Is Explainable Artificial Intelligence a Distant Dream?

Transparency in AI’s working can be headache-inducing for organizations that incorporate the technology in their daily operations.
So, what can they do to put their concerns surrounding explainable artificial intelligence (AI) requirements to rest?
AI’s far-reaching advantages in any industry are pretty well-known by now. We are aware of how artificial intelligence helps thousands of companies around the world by speeding up their operations and allowing them to use their personnel more imaginatively. Additionally, the long-term cost and data security benefits of AI incorporation have also been documented countlessly by several tech columnists and bloggers. AI does have its fair share of problems, though. One such problem is the technology’s sometimes questionable decision-making. More importantly, though, the bigger issue is the slight lack of explainability whenever an AI-powered system makes embarrassing or catastrophic errors. Human beings make mistakes on a daily basis. Nevertheless, we know exactly how a mistake was made. There is a clear sequence of corrective actions that can be taken to avoid making a similar one in the future. However, some of AI’s errors are not explainable because data experts do not know how an algorithm came to a specific conclusion during an operation. Therefore, explainable AI should be a primary priority for organizations planning to implement the technology into their daily work as well as the ones that have incorporated it already.
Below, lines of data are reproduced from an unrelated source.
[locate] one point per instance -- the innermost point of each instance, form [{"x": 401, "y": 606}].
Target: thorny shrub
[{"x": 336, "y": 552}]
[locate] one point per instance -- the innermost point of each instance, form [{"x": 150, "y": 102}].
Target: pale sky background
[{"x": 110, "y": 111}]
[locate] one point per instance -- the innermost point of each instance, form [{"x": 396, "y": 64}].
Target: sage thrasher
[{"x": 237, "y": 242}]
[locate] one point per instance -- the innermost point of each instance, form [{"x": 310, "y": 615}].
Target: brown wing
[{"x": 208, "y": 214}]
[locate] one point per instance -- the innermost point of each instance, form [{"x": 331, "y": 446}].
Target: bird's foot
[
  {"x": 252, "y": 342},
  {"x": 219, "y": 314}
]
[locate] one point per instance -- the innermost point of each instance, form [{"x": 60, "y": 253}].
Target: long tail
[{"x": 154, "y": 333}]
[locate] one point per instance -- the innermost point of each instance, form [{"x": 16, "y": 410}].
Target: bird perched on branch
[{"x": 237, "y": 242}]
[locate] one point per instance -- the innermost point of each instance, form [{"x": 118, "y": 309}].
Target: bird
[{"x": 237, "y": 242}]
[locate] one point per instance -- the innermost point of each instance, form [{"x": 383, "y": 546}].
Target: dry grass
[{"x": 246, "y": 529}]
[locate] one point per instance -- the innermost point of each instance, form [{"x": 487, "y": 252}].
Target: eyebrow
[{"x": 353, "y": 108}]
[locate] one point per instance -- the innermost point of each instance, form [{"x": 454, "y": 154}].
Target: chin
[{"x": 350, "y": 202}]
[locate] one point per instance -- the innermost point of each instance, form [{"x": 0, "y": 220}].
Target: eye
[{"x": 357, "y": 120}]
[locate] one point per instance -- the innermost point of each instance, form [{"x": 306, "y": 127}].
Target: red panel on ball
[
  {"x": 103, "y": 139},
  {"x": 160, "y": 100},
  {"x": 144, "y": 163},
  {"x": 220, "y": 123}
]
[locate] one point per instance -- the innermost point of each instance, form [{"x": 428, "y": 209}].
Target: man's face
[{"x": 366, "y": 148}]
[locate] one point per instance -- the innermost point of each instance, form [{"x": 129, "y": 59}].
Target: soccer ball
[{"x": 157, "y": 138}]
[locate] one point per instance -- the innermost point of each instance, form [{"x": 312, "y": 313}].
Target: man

One of the common fallacies regarding AI is that it is completely immune to making errors. Neural networks, especially in their early stages, can be fallible. At the same time, these networks execute their commands in a non-transparent manner. As mentioned earlier, the route taken for an AI model to arrive at a particular conclusion is not clarified at any point during an operation. Therefore, creating an interpretation of such an error becomes nearly impossible for even accomplished data experts.
AI’s transparency problem stands out in the healthcare industry. Consider this example: A hospital has a neural network or a black box AI model in place to diagnose a brain ailment in a patient. The intelligent system is trained to find data patterns from past records and the patient’s existing medical papers. Using predictive analysis, if the model forecasts that the subject is vulnerable to brain-related diseases in the future, then the reasons behind the prediction may usually not be 100 percent clear. For private and public organizations, here are the four main reasons to make AI’s working more transparent:
As specified earlier, stakeholders need to know the inner workings and reasoning logic behind an AI model’s decision-making process, especially for unexpected recommendations and decisions. An explainable AI system ensures that algorithms can make fair and ethical recommendations and decisions in the future. This can boost the compliance and trust in AI’s neural networks within organizations.
Explainable AI generally prevents system errors from taking place in work operations. The increased knowledge regarding an AI model’s existing weaknesses can be used to eliminate them. As a result, organizations have greater control over the outputs provided by AI systems.
As we know, AI models and systems need to undergo continuous improvements from time to time. Explainable AI’s algorithms will keep getting smarter over the course of regular system updates.
New threads of information will enable humankind to discover solutions for big problems of the current age (such as medicines or treatments to cure HIV AIDS; methods to handle attention deficit disorders). More importantly, these discoveries will be backed by conclusive evidence and justifications for universal verification.